AIML Knowledge base construction from text corpora

De Gasperis, Giovanni; Florio, Niva; Chiari, I.

Text mining (TM) and computational linguistics (CL) are computationally intensive fields where many tools are becoming available to study large text corpora and exploit the use of corpora for various purposes. In this chapter we will address the problem of building conversational agents or chatbots from corpora for domain-specific educational purposes. After addressing some linguistic issues relevant to the development of chatbot tools from corpora, a methodology to systematically analyze large text corpora about a limited knowledge domain will be presented. Given the Artificial Intelligence Markup Language as the “assembly language” for the artificial intelligence conversational agents we present a way of using text corpora as seed from which a set of “source files” can be derived.

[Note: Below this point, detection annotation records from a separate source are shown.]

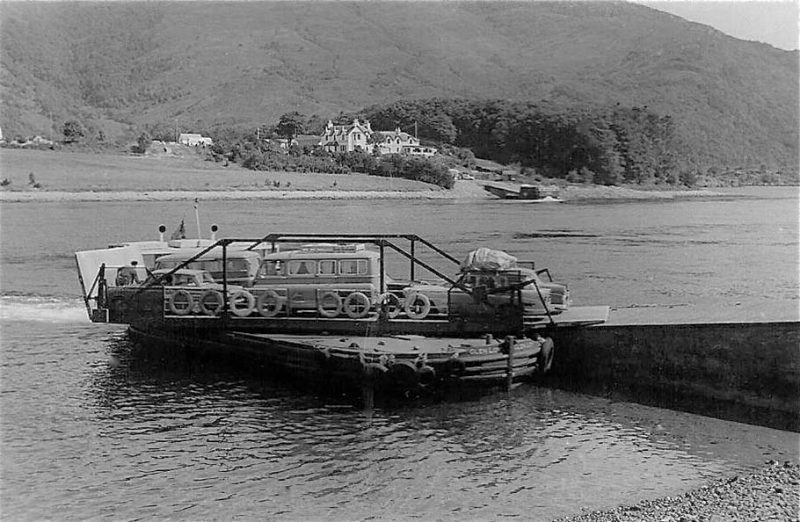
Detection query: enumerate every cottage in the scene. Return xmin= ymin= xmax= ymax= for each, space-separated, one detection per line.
xmin=178 ymin=133 xmax=214 ymax=147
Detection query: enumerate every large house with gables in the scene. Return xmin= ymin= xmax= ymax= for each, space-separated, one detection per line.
xmin=319 ymin=118 xmax=372 ymax=152
xmin=319 ymin=118 xmax=436 ymax=156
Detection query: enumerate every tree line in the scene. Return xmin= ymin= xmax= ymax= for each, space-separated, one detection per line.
xmin=359 ymin=98 xmax=691 ymax=185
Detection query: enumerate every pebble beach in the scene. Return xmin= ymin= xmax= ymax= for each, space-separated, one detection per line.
xmin=558 ymin=461 xmax=800 ymax=522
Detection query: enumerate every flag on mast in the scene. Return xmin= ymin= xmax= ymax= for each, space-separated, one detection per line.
xmin=169 ymin=219 xmax=186 ymax=240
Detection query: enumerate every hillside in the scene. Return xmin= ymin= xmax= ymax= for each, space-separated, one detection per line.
xmin=0 ymin=2 xmax=799 ymax=166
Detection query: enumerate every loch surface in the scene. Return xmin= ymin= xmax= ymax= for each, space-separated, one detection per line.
xmin=0 ymin=188 xmax=799 ymax=520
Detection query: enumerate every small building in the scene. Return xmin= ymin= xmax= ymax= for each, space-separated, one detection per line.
xmin=178 ymin=133 xmax=214 ymax=147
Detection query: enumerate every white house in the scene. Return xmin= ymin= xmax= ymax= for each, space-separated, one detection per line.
xmin=319 ymin=118 xmax=436 ymax=156
xmin=178 ymin=133 xmax=214 ymax=147
xmin=319 ymin=118 xmax=372 ymax=152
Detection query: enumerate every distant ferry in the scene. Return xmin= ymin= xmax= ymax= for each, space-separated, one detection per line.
xmin=483 ymin=185 xmax=562 ymax=203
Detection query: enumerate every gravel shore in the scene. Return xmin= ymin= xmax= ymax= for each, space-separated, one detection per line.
xmin=556 ymin=461 xmax=800 ymax=522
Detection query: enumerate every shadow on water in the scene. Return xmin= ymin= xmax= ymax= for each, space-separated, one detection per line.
xmin=96 ymin=334 xmax=520 ymax=415
xmin=97 ymin=328 xmax=798 ymax=431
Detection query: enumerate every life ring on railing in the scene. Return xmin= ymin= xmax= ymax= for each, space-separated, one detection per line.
xmin=378 ymin=292 xmax=403 ymax=319
xmin=317 ymin=291 xmax=342 ymax=319
xmin=417 ymin=364 xmax=436 ymax=388
xmin=343 ymin=292 xmax=372 ymax=319
xmin=403 ymin=292 xmax=431 ymax=319
xmin=388 ymin=361 xmax=420 ymax=391
xmin=228 ymin=290 xmax=256 ymax=317
xmin=167 ymin=288 xmax=194 ymax=315
xmin=256 ymin=290 xmax=283 ymax=317
xmin=199 ymin=289 xmax=225 ymax=315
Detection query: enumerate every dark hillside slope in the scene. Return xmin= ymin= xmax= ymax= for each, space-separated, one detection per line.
xmin=0 ymin=2 xmax=800 ymax=166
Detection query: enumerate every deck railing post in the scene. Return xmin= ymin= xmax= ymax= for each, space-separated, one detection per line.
xmin=378 ymin=239 xmax=386 ymax=295
xmin=506 ymin=335 xmax=515 ymax=391
xmin=222 ymin=242 xmax=228 ymax=329
xmin=410 ymin=239 xmax=416 ymax=281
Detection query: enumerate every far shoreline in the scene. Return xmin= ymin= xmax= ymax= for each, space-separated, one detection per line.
xmin=0 ymin=182 xmax=725 ymax=203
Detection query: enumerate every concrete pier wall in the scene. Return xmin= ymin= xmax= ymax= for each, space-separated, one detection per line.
xmin=549 ymin=322 xmax=800 ymax=431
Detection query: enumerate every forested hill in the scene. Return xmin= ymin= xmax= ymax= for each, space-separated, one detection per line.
xmin=0 ymin=2 xmax=800 ymax=166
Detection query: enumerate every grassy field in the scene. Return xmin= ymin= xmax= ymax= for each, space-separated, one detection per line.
xmin=0 ymin=149 xmax=442 ymax=192
xmin=0 ymin=149 xmax=714 ymax=202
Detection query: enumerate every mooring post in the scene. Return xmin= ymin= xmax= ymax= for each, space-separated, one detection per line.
xmin=506 ymin=335 xmax=515 ymax=391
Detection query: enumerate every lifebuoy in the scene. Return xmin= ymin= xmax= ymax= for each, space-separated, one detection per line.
xmin=344 ymin=292 xmax=372 ymax=319
xmin=199 ymin=290 xmax=225 ymax=315
xmin=167 ymin=289 xmax=194 ymax=315
xmin=228 ymin=290 xmax=256 ymax=317
xmin=378 ymin=292 xmax=403 ymax=319
xmin=256 ymin=290 xmax=283 ymax=317
xmin=539 ymin=337 xmax=556 ymax=373
xmin=403 ymin=292 xmax=431 ymax=319
xmin=445 ymin=357 xmax=467 ymax=377
xmin=417 ymin=364 xmax=436 ymax=388
xmin=389 ymin=361 xmax=420 ymax=390
xmin=108 ymin=297 xmax=130 ymax=319
xmin=317 ymin=291 xmax=342 ymax=318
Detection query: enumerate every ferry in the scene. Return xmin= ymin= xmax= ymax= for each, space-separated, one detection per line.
xmin=76 ymin=227 xmax=608 ymax=396
xmin=483 ymin=183 xmax=563 ymax=203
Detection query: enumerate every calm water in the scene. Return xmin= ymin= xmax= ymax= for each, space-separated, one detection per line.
xmin=0 ymin=185 xmax=799 ymax=520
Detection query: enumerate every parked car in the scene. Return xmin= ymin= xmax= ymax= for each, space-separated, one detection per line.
xmin=403 ymin=270 xmax=560 ymax=319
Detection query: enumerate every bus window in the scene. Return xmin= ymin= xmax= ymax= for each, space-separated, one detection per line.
xmin=289 ymin=259 xmax=316 ymax=275
xmin=261 ymin=259 xmax=281 ymax=276
xmin=339 ymin=259 xmax=368 ymax=275
xmin=317 ymin=259 xmax=336 ymax=275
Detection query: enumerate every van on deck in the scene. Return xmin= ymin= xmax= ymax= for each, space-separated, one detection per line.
xmin=155 ymin=248 xmax=261 ymax=286
xmin=253 ymin=244 xmax=381 ymax=317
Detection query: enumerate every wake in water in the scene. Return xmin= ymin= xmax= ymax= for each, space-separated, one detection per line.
xmin=0 ymin=295 xmax=89 ymax=323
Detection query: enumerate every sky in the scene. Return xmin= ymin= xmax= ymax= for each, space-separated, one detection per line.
xmin=637 ymin=0 xmax=800 ymax=50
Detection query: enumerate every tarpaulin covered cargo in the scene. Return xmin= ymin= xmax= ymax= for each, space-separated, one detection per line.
xmin=461 ymin=248 xmax=517 ymax=270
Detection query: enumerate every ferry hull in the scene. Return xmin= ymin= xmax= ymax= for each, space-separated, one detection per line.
xmin=129 ymin=326 xmax=554 ymax=397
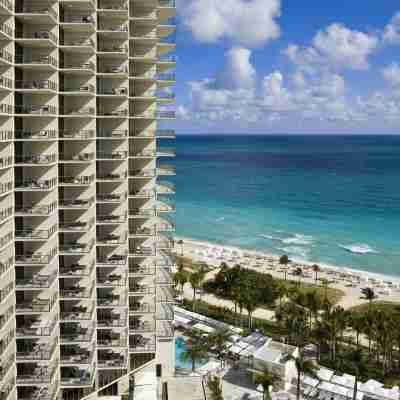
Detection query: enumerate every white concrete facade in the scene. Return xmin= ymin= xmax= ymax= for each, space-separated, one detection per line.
xmin=0 ymin=0 xmax=175 ymax=400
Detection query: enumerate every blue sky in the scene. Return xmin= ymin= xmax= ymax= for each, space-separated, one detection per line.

More specifically we will illustrate how to use corpus data to extract relevant keywords, multiword expressions, glossary building and text patterns in order to build an AIML knowledge base that could be later used to build interactive conversational systems. The approach we propose does not require deep understanding techniques for the analysis of text. As a case study it will be shown how to build the knowledge base of an English conversational agent for educational purpose from a child story that can answer question about characters, facts and episodes of the story. A discussion of the main linguistic and methodological issues and further improvements is offered in the final part of the chapter.